Laguna by Poolside vs Mercury Edit 2: Features, Pricing & Which Is Better (2026)
A side-by-side comparison of Laguna by Poolside and Mercury Edit 2 — features, pricing, and ideal use cases — to help you decide which AI tool fits your workflow.
Laguna by Poolside
Poolside
Poolside's family of open Mixture-of-Experts foundation models for agentic coding — XS.2 runs locally, M.1 reaches 72.5% on SWE-bench Verified.
Key features
- Two Model Sizes: Laguna XS.2 (33B total / 3B active) and Laguna M.1 (225B total / 23B active) target different latency and capability needs.
- Mixture-of-Experts Architecture: Routes each token through a subset of experts for efficiency at large scale.
- Local Deployment: XS.2 is small enough to run on a Mac with 36 GB of RAM via Ollama under an Apache 2.0 license.
- Strong SWE-bench Results: XS.2 hits 68.2% and M.1 reaches 72.5% on SWE-bench Verified.
- Bundled Coding Agent: Ships 'pool,' a lightweight terminal-based coding agent.
- Agent Client Protocol: Includes a dual ACP client-server used internally for agent RL training and evaluation.
Best for
- Local Agentic Coding: Running XS.2 on a laptop for private, offline code generation and editing.
- High-Capability Code Tasks: Using M.1 for harder, long-horizon software engineering work.
- Self-Hosted Deployments: Building on open weights to avoid third-party API dependencies.

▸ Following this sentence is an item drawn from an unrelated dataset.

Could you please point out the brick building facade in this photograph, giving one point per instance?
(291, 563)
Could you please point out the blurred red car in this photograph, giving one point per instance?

- Research & Fine-Tuning: Adapting permissively licensed weights for custom coding workflows.
- Benchmarking: Evaluating agentic coding performance against SWE-bench Verified and Pro.
Mercury Edit 2
Inception Labs
Diffusion-native next-edit LLM for hosted edit prediction, code editing, and high-throughput classification by Inception Labs.
Key features
- Next-Edit Prediction: Provides cursor-aware, contextual edit suggestions (single-line and multi-line) that can produce multiple coordinated edits across a file to accelerate refactoring and inline code fixes.
- Diffusion-Native Inference: Uses diffusion modeling to generate tokens in parallel, delivering higher token throughput and improved controllability compared with autoregressive edit models.
- Hosted API Access: Available as a hosted Mercury API provider (no local GPU required) with simple API key authentication (MERCURY_AI_TOKEN / INCEPTION_API_KEY) for easy integration into editors, CLIs, and server workflows.
- Multi-Edit & Cursor Prediction: Supports multi-edit operations and cursor-position-aware predictions to enable precise edits and inline integrations in code editors and IDE plugins.
- High-Throughput Classification & Structured Output: Used as a fast classifier and structured-output generator (e.g., SQL generation, routing/classification tasks) in agent and orchestration stacks.
- Editor & CLI Integrations: Integrates with tools such as cursortab.nvim and Mercury CLI, enabling direct editor workflows and autonomous code-synthesis CLIs that coordinate planning, edits, and verification.
- Scalable Integration Patterns: Designed to fit into planner→edit→verify→runtime pipelines (as seen in Mercury CLI architecture), enabling coordinated multi-step code repair and synthesis workflows.